A few years ago, the creative department where I work had a meeting to kick off the new year and encourage excellence in our overall work. My presentation included a handout titled: "Be Inquisitive. Ask Questions."
My headline about questions may have caught some people off guard. What does that mean? What does this have to do with graphic design and production? I recently revisited this topic in talking to a staffing executive, as a way to explain some of the qualities I look for in production staff, and encourage for anyone working in the design profession.
Does this make sense?
It's not enough for a layout to have high-resolution images, four color swatches, fonts loaded, and consider the project complete and ready to go out the door. You have to look at the contextual nature of a design—as an object. How is it intended to function? Does it have an internal logic? How does it fit into a bigger picture? To see that picture, you need to put yourself in someone else's shoes. You need to look at the work from the perspective of a client, a designer, a copywriter, a printer, a mailing house, and the intended audience.
Some examples of questions that might need to be asked:
- Can you read all the type? Will it still read when printed?
- What paper is it printing on? What kind of press?
- Has this piece been created before? How does it compare to the previous editions?
- Was it the same size before? If not why is it different?
- Is it being mailed?
- Is it going in a envelope? Is the right size for a particular envelope?
- Which envelope? Does it need to be ordered? Do envelopes need to printed?
- Is it a postcard?
- Does the size allow for the cheaper postal postcard rate?
- Does the layout conform to other relevant postal regulations?
- Was something that seems odd done on purpose, or was it a mistake?
- Is the use of display and body text styles inconsistent? Is that intentional?
This is meant to illustrate how one question can lead to another. There are many questions one can ask, but more than the specific questions, it's a state of mind, or even a philosophy. Curiosity, and skepticism are valuable tools to see and fully comprehend all sides of a designed object. If something seems not quite right, follow your instincts. Sometimes the one loose thread you notice will lead you to see how the whole design was ready to unravel. Just as an example, asking why an image is missing, instead of just finding it could be important. Was the original was moved after it was linked? Why? Is it an older image from a prior project? Does that matter? Is it out-of-date content and needs to be replaced?
Can you see through solid objects?
Don't get caught up on the screen or printout. Your final product isn't in front of you. Even if the final destination is a web site, mobile device or an email--it's many different screens where it will be received. For a printed piece, it doesn't really matter how your screen, the laser proof, or even a SWOP or virtual proof looks. What matters is the final product--and everything else is just a tool to help you achieve the end result. Your monitor is never the product, it's a tool used to create that product. Over time you can learn to take the mental leap, and "look through" the monitor, or laser print, or contract proof, almost as if it were a transparent Photoshop layer, and see the finished product in your mind's eye.
A laser proof is a lot different than a magazine page printed on a web press. An LCD monitor is different from a smart phone screen. A SWOP proof is a representation, a target, a guide.
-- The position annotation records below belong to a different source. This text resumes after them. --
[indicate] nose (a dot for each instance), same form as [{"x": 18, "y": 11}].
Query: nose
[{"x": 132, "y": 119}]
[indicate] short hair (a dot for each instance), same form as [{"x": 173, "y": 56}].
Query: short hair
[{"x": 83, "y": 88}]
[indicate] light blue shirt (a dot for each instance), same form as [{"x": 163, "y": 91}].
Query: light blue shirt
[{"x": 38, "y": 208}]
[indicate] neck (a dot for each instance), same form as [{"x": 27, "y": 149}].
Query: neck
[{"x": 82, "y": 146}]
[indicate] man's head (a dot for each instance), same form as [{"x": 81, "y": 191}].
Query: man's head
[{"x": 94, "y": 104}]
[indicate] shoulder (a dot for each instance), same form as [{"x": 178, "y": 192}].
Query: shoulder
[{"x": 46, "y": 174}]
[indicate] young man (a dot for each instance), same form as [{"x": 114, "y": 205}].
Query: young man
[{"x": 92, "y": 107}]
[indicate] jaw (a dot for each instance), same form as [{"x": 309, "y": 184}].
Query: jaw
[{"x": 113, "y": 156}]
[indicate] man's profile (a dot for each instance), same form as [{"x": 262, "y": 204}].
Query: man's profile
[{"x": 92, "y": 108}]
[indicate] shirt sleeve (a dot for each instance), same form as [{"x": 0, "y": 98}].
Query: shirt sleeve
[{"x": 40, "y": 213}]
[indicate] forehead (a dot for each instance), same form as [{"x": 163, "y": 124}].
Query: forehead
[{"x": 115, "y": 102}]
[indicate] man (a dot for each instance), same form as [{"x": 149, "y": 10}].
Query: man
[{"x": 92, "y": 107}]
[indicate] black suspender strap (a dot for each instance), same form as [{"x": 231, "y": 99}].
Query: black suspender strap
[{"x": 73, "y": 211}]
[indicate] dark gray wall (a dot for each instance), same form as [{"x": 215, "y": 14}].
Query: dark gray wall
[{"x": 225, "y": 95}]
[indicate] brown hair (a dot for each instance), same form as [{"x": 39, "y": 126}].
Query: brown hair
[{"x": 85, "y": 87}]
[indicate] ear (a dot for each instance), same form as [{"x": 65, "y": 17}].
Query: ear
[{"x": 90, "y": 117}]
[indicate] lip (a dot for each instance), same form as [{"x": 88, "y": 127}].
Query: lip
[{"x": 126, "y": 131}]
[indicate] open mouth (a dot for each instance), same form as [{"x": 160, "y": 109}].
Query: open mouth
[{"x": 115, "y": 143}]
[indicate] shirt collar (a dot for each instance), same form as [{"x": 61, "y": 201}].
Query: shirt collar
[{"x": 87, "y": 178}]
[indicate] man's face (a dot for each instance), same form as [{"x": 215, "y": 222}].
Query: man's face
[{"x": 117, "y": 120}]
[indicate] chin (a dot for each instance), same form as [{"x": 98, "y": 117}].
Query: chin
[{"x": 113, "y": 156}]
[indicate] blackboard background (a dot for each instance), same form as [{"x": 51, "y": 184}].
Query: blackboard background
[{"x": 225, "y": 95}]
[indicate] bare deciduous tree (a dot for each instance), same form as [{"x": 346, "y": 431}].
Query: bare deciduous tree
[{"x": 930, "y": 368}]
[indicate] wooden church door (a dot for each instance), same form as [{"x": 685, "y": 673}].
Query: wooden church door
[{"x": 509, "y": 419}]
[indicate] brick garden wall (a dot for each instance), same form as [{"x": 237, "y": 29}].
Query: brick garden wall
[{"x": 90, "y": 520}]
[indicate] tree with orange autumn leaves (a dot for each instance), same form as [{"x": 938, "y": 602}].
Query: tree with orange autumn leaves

But it's not a final printed, dried, cut printed piece. Neither is it one piece. It's sometimes hundreds, or thousands, or millions of pieces. Things out of control will occur after the design leaves your hands. In a manufacturing process binding and trim will have variation, as will registration. Ink will gain. These are inevitable things that are going to happen. Keep this in your mind, and use it to help ask the right questions during the design and production process.
How do you like work to be given to you?
Last we have the blandest, but perhaps most essential question, based on the golden rule. Give work to others how you would have work passed on to you.
The clearer a project is defined in the early stages, and the more relevant information is shared at the beginning, the less time is wasted. Creating a project form is very helpful, with fields to be filled out or checked off such as contact information, deadlines or timelines, specifications and other reference material.
When you work as a team, you often share work. Set a standard for how files should be named and organized, document it, and make sure everybody knows it. Ask all staff to keep the files on shared servers in an organized file system (not stored locally on an individual's computer). And by using an organizational system, if someone else takes over a project, there's as little cause for confusion as possible. Then people don't spend their time asking questions that don't need to be asked.